Anber describes himself as “hurt” to no longer be working with Michael Conlan, and a similar sense of frustration surrounds the fact he is also no longer responsible for wrapping Deontay Wilder’s explosive hands. Being recruited by Egis Klimas to work with Usyk and Lomachenko, however, and the Smith brothers after first impressing Joe Gallagher and Anthony Crolla following a recommendation made by Buddy McGirt, has presented him with a richness of memory first imparted to him, anecdotally, by none other than Arcel, Dundee and Brown.

“You can see the background [Usyk and Lomachenko] come from,” the one-time broadcaster says. “Educated; honest. Dedicated. They have their values; understand what they have to do. They work; they trust the science and work behind it. Their training programmes are lightyears removed from what we in the western world do. The things they do – I’ve been in the game 43 years and thought I’d seen it all. There’s things they do that make our training programmes look like child’s play.

“[But] it doesn’t matter who I ever worked with, or will work with in the future.
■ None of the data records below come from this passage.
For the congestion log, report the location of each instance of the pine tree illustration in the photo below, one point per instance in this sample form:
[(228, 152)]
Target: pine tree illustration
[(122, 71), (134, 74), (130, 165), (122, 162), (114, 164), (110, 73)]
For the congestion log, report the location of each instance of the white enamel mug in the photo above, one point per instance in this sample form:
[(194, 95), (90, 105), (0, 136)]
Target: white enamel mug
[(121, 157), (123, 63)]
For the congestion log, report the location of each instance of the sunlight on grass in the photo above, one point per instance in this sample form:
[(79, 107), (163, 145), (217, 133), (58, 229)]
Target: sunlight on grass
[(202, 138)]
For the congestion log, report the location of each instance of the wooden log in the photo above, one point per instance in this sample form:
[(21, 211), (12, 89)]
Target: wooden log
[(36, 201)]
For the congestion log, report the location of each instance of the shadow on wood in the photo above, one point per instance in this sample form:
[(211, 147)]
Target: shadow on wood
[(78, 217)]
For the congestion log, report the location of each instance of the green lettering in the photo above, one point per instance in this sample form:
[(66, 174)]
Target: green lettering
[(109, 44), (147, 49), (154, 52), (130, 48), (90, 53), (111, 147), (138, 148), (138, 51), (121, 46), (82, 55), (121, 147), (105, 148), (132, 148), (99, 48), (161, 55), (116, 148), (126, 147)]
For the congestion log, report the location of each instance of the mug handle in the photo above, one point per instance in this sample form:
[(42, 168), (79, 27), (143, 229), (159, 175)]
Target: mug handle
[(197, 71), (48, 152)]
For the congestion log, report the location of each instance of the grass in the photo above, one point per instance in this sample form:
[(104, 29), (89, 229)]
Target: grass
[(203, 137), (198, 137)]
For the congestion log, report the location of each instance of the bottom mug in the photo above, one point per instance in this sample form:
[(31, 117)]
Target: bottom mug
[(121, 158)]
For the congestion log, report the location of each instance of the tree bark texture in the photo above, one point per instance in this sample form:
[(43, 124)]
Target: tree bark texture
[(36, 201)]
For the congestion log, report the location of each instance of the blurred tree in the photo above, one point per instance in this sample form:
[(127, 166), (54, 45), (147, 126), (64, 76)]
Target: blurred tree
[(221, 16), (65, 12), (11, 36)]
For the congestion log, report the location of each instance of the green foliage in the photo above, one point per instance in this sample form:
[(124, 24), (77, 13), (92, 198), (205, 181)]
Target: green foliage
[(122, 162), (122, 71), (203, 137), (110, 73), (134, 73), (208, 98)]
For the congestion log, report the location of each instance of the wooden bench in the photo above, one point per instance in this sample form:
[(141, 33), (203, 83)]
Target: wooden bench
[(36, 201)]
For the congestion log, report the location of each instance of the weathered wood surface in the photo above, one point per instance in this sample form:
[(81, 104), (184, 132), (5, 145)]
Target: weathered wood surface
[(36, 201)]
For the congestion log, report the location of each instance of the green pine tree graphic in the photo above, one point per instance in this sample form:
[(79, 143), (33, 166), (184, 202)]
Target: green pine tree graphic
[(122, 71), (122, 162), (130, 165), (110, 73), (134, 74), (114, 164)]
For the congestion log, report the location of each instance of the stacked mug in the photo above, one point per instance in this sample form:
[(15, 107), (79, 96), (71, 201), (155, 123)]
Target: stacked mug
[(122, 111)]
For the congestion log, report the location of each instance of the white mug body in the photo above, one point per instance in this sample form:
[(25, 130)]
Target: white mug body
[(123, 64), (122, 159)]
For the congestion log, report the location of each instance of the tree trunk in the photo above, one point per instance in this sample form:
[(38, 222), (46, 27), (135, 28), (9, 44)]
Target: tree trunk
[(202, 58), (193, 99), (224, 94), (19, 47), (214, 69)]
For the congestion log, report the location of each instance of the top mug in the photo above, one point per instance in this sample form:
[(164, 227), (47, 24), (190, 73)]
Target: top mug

Nothing will ever replace the moment of Otis Grant becoming middleweight champion of the world [by beating Ryan Rhodes in Sheffield in 1997].

“With a significant ‘Below that’ – because nothing will ever replace that high – sometimes you get a great man and a great character to go with a great fighter. That means more to me than the results in the ring. But of all the fighters I worked with, if you want to talk about greatness, even though I never got to work with him in his prime, working with Roy Jones Jnr [Anber was ringside when Jones Jnr fought in the ’88 Olympics final, in the opposite corner with Grant in 1998, in the same corner supporting Jessie Vargas in 2014, and in the opposite corner again with Smith against Jones Jnr and Eubank Jnr last weekend] was certainly a special thing for me. In his prime, he arguably could be one of the greatest fighters who ever lived.”